Distributed planning for INSERT commands is relatively complicated because of multi-row INSERT. Each row in a multi-row INSERT may go to different shard and therefore we need to construct a different query for each shard. The logic for this is primarily in BuildRoutesForInsert, which builds the set of rows for each shard. Rather than construct a full query tree for each shard, we put each set of rows in the rowValuesLists of the Task and replace the VALUES section of the INSERT just before deparsing in UpdateTaskQueryString.

One additional complication for INSERTs is that it is very common to have a function call (such as now() or nextval(..)) in the position of the distribution column. In that case building the task list is deferred until the functions have been evaluated in the executor.

INSERT ... SELECT query planning

Citus supports INSERT ... SELECT queries either by pushing down the whole query to the worker nodes or pulling the SELECT part to the coordinator.

INSERT ... SELECT - by pushing down

If INSERT ... SELECT query can be planned by pushing down it to the worker nodes, Citus selects to choose that logic first. Query is planned separately for each shard in the target table. Do so by replacing the partitioning qual parameter using the shard's actual boundary values to create modify task for each shard. Then, shard pruning is performed to decide on to which shards query will be pushed down. Finally, checks if the target shardInterval has exactly same placements with the select task's available anchor placements.

INSERT...SELECT - via the coordinator

If the query can not be pushed down to the worker nodes, two different approaches can be followed depending on whether ON CONFLICT or RETURNING clauses are used.

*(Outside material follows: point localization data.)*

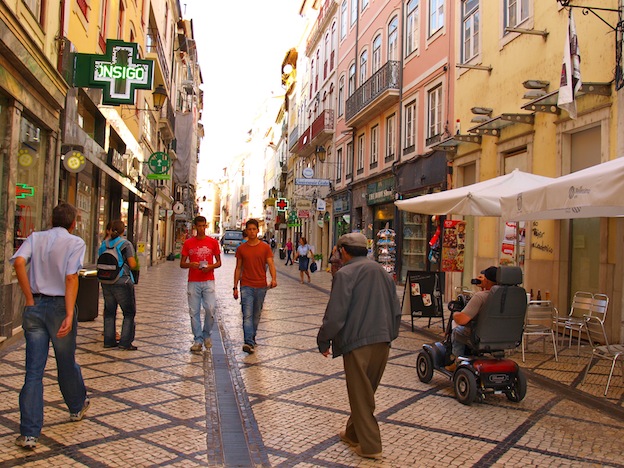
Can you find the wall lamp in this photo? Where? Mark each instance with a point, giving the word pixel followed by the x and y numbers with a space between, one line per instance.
pixel 321 153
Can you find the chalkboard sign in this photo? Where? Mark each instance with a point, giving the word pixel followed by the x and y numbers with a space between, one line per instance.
pixel 423 295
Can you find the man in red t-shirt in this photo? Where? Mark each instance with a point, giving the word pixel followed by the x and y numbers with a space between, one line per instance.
pixel 201 255
pixel 252 259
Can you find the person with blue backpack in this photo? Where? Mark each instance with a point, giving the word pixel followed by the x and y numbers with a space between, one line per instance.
pixel 114 265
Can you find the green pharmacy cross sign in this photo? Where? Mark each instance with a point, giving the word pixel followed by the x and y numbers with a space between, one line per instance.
pixel 119 72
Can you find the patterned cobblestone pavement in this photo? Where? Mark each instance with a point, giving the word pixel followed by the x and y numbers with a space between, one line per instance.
pixel 285 404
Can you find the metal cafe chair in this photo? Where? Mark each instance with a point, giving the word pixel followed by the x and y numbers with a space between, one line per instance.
pixel 539 321
pixel 575 321
pixel 601 348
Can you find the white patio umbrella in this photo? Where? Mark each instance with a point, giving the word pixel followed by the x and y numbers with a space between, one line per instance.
pixel 597 191
pixel 480 199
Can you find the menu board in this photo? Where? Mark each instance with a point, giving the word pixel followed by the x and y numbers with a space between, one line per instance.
pixel 453 245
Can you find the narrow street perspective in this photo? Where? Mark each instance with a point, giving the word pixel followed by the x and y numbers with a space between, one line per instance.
pixel 285 404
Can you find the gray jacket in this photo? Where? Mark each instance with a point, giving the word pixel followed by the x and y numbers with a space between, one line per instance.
pixel 363 308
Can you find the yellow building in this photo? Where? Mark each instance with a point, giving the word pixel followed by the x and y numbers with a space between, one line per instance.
pixel 508 76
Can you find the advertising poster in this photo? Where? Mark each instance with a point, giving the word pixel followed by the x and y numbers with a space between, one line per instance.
pixel 453 245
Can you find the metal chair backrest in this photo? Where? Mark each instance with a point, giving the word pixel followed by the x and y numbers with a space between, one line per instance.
pixel 599 306
pixel 596 331
pixel 541 313
pixel 581 304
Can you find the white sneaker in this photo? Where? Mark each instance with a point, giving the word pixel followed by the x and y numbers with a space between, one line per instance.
pixel 29 442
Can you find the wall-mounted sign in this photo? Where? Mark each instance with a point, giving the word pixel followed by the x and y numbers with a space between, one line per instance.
pixel 314 182
pixel 74 161
pixel 119 72
pixel 23 191
pixel 282 204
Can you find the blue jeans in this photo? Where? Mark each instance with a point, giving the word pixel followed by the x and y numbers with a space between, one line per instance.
pixel 252 300
pixel 122 294
pixel 201 293
pixel 41 322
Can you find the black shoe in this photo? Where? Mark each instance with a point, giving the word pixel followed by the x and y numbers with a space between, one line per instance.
pixel 128 348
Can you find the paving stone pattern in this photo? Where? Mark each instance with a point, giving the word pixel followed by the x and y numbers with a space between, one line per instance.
pixel 285 404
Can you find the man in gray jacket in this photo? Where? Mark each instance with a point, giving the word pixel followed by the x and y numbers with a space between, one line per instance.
pixel 361 319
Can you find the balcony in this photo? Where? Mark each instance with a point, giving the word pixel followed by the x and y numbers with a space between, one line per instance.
pixel 153 46
pixel 321 129
pixel 166 121
pixel 377 94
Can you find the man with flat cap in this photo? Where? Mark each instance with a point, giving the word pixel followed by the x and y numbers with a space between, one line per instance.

  • If ON CONFLICT or RETURNING are not used, Citus uses COPY command to handle such queries. After planning the SELECT part of the INSERT ... SELECT query, including subqueries and CTEs, it executes the plan and send results back to the DestReceiver which is created using the target table info.

  • Since COPY command supports neither ON CONFLICT nor RETURNING clauses, Citus perform INSERT ... SELECT queries with ON CONFLICT or RETURNING clause in two phases. First, Citus plans the SELECT part of the query, executes the plan and saves results to the intermediate table which is colocated with target table of the INSERT ... SELECT query. Then, INSERT ... SELECT query is directly run on the worker node using the intermediate table as the source table.